Con grande ottimismo, ho dedicato quasi tre decenni alla valorizzazione delle memorie della città, promuovendo e partecipando a numerosissimi incontri, convegni, mostre, dibattiti, coinvolgendo i maggiori studiosi di arte e architettura di livello nazionale, in tante sedi diverse, attraverso varie pubblicazioni e posso dire di aver contribuito a portare la cultura artistico-architettonica dell’Aprilia degli anni trenta, alla ribalta nazionale e internazionale, con il volume Metafisica Costruita (2002), dove l’immagine della piazza originaria, in quel caso piazza Roma, ottenne la prima di copertina, divenendo così il logo di tutta la manifestazione, che accompagnò la presentazione del volume perfino a New York.

La quarta città di fondazione, da sempre trascurata dalla cultura ufficiale, veniva finalmente riconosciuta, valorizzata, apprezzata ed anche esaltata come miglior esempio di materializzazione delle ”Piazze d’Italia” di Giorgio De Chirico.

A largo Marconi inoltre, ci sono quelle due fontanelle mirabilmente essenziali e gioiose disegnate di pugno dal Petrucci, si vedono nei disegni, nelle fotografie d’epoca, sono rivestite a mosaico con tessere identiche al formato di quelle usate nel progetto delle Poste del Mazzoni a Sabaudia, anche quelle verranno eliminate, nell’idea del Colarossi, per essere soppiantate da piscine-fontane sghimbesce.

Mentre scriviamo di questo spazio pubblico il suo fondale storico rappresentato dal cinematografo “il Pidocchietto” oggi spazio privato e giustamente all’esterno listato a lutto, sta cambiando destinazione per farne cosa???

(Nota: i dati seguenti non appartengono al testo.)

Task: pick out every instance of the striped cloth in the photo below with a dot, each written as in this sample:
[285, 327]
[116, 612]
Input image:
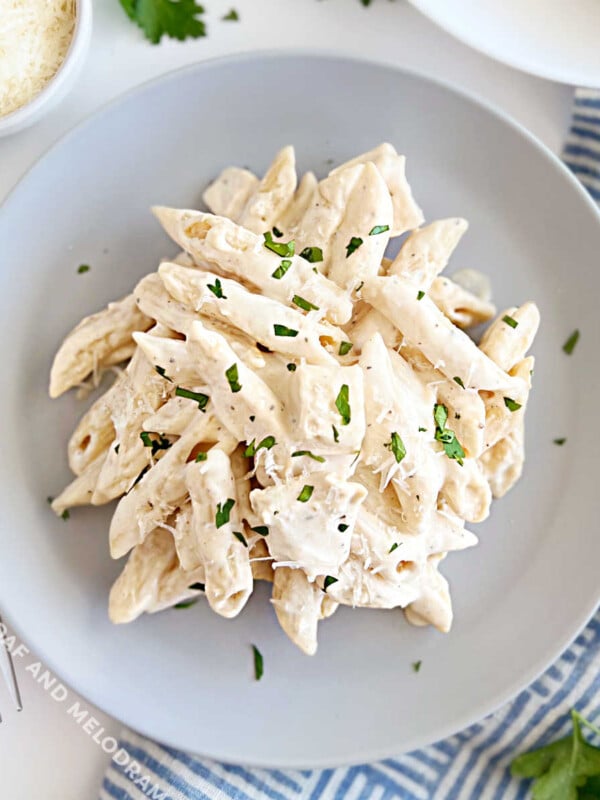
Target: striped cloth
[471, 764]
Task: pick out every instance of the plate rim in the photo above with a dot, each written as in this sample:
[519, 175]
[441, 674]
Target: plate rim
[571, 77]
[552, 652]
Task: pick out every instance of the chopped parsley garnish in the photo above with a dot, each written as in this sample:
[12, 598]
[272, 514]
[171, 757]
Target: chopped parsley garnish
[511, 404]
[312, 254]
[396, 445]
[282, 269]
[198, 397]
[283, 330]
[379, 229]
[306, 493]
[240, 537]
[283, 249]
[569, 345]
[259, 666]
[232, 376]
[452, 447]
[267, 443]
[302, 303]
[343, 405]
[217, 289]
[223, 512]
[353, 245]
[186, 603]
[161, 372]
[309, 454]
[156, 444]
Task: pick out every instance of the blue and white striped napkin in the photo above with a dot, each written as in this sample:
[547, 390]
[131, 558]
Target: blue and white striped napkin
[471, 764]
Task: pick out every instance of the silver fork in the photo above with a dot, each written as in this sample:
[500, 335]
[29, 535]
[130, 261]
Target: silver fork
[8, 671]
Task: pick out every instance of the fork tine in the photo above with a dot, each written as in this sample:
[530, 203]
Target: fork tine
[10, 678]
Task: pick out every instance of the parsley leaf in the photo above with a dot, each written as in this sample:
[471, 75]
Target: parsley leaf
[306, 493]
[201, 399]
[353, 245]
[174, 18]
[232, 376]
[283, 249]
[223, 512]
[312, 254]
[343, 405]
[396, 445]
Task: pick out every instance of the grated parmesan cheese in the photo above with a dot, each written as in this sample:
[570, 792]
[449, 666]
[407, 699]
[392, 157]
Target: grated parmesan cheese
[34, 38]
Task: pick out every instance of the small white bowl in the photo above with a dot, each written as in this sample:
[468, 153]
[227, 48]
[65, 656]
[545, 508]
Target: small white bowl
[58, 86]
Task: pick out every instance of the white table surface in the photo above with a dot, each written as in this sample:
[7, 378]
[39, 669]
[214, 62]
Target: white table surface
[44, 754]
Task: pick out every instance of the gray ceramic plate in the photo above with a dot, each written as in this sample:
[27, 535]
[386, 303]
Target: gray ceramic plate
[186, 678]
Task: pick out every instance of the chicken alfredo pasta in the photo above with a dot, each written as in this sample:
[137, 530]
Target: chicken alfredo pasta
[295, 407]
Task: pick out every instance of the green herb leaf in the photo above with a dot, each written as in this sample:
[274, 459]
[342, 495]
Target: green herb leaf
[379, 229]
[312, 254]
[302, 303]
[232, 376]
[201, 399]
[569, 345]
[309, 454]
[259, 666]
[217, 289]
[223, 512]
[175, 18]
[343, 405]
[396, 445]
[162, 374]
[511, 404]
[306, 493]
[186, 603]
[283, 330]
[282, 269]
[240, 537]
[353, 245]
[283, 249]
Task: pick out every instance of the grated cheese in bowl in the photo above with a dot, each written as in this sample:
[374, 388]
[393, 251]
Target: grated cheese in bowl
[35, 36]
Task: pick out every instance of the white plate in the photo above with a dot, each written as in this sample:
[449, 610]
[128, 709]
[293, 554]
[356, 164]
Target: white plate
[186, 677]
[555, 39]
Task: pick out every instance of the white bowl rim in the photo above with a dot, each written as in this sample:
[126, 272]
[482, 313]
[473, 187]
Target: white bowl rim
[21, 116]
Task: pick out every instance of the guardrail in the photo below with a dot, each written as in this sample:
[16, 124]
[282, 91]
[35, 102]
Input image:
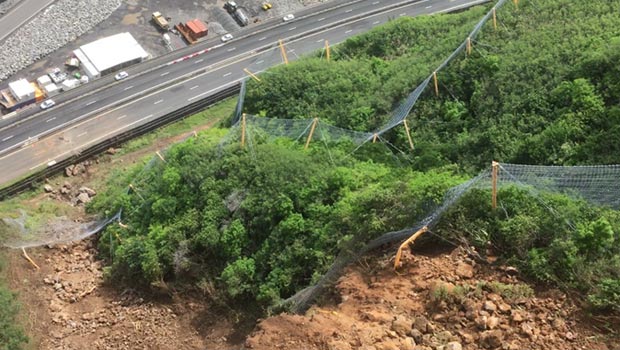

Un appello al Sindaco Terra, già assessore all’urbanistica, e al vicesindaco Gabriele e attuale assessore all’urbanistica. Siamo coscienti che i problemi siano tanti ed altri ma abbiamo in mano l’ultima chance per questa città per una reale riqualificazione del centro storico. Non ce ne saranno altre. Lancio la mia idea sul tavolo del dibattito, facciamo un concorso ad inviti ristretto a pochi e qualificati studi professionali che propongano una loro visione organica e poi verifichiamo attraverso la condivisione ed il dibattito le migliori idee.

Che questa città torni ad essere una città difendibile.